Cisco 2811 and Asterisk/FreePBX

A few months ago I had to install an analog fax machine in one of our offices (could we forget about fax machines on a global scale, by the way?).
We use a FreePBX server and SIP-based Grandstream phones, and we don't have a phone line in that office, so I wanted to use our VOIP system. Luckily, we had an idle Cisco 2811 in that office with this config:

System image file is "flash:c2800nm-advipservicesk9-mz.124-9.T7.bin"
Cisco 2811 (revision 53.51) with 237568K/24576K bytes of memory.

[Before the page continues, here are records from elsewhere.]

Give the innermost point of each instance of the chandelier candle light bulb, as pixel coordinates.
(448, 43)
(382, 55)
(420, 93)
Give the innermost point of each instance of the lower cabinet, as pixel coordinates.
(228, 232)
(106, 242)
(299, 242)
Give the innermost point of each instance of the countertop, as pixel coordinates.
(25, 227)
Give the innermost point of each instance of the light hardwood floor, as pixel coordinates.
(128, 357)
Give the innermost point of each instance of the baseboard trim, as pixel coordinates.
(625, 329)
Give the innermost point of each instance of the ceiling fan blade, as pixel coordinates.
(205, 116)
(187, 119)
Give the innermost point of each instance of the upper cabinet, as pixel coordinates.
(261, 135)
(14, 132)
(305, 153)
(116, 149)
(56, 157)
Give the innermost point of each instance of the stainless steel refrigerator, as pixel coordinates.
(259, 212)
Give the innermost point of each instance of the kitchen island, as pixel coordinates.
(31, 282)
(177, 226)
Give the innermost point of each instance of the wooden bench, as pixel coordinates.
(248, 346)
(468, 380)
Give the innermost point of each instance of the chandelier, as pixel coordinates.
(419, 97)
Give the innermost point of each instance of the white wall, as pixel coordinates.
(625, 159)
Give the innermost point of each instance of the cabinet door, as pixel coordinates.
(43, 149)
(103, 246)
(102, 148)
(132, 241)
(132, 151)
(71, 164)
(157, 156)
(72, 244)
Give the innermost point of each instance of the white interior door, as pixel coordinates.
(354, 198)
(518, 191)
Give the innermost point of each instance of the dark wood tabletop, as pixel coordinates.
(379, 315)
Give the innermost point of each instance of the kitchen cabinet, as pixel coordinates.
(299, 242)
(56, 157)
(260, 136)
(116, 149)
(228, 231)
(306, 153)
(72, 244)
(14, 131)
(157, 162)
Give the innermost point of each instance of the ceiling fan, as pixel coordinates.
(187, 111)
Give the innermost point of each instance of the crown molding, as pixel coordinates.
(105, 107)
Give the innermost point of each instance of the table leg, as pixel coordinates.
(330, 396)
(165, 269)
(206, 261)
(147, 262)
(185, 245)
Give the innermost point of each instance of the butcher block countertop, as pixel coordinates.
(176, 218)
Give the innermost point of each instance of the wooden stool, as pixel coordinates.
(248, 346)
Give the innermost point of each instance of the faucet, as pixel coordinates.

Processor board ID XXXXXXXXXX
2 FastEthernet interfaces
1 Serial(sync/async) interface
3 ISDN Basic Rate interfaces
1 Virtual Private Network (VPN) Module
4 Voice FXS interfaces



Here's what the config looks like on the IOS side:

!
voice-port 1/1/0
input gain 10
output attenuation 10
no comfort-noise
cptone HU
!
dial-peer voice 399 voip
destination-pattern .T
session protocol sipv2
session target ipv4:192.168.13.248
session transport udp
dtmf-relay rtp-nte
codec g711ulaw
fax protocol t38 ls-redundancy 0 hs-redundancy 0 fallback pass-through g711ulaw
!
dial-peer voice 100 pots
destination-pattern 3399
port 1/1/0
authentication username 3399 password 01234567891234
!
sip-ua
retry invite 3
retry response 3
retry bye 3
retry cancel 3
timers trying 1000
mwi-server ipv4:192.168.13.248 expires 3600 port 5060 transport udp unsolicited
registrar ipv4:192.168.13.248 expires 300
sip-server ipv4:192.168.13.248
!



and on the Asterisk side:

[3399]
deny=0.0.0.0/0.0.0.0
secret=xxxxxxx
dtmfmode=rfc2833
canreinvite=no
context=from-internal
host=dynamic
type=friend
nat=yes
port=5060
qualify=yes
callgroup=
pickupgroup=
dial=SIP/3399
mailbox=3399@device
permit=0.0.0.0/0.0.0.0
callerid=device <3399>
call-limit=50


A few things the IOS is bitchy about:
  • you must have a SIP secret. Our standard phones login without one, but IOS needs a secret.
  • the SIP username must be at least 4 chars long. We use 3 char names by default, so I had to prepend an additional '3' character.
As for the config: 192.168.13.248 is the FreePBX server of course, and you might have to play around with the destination-pattern.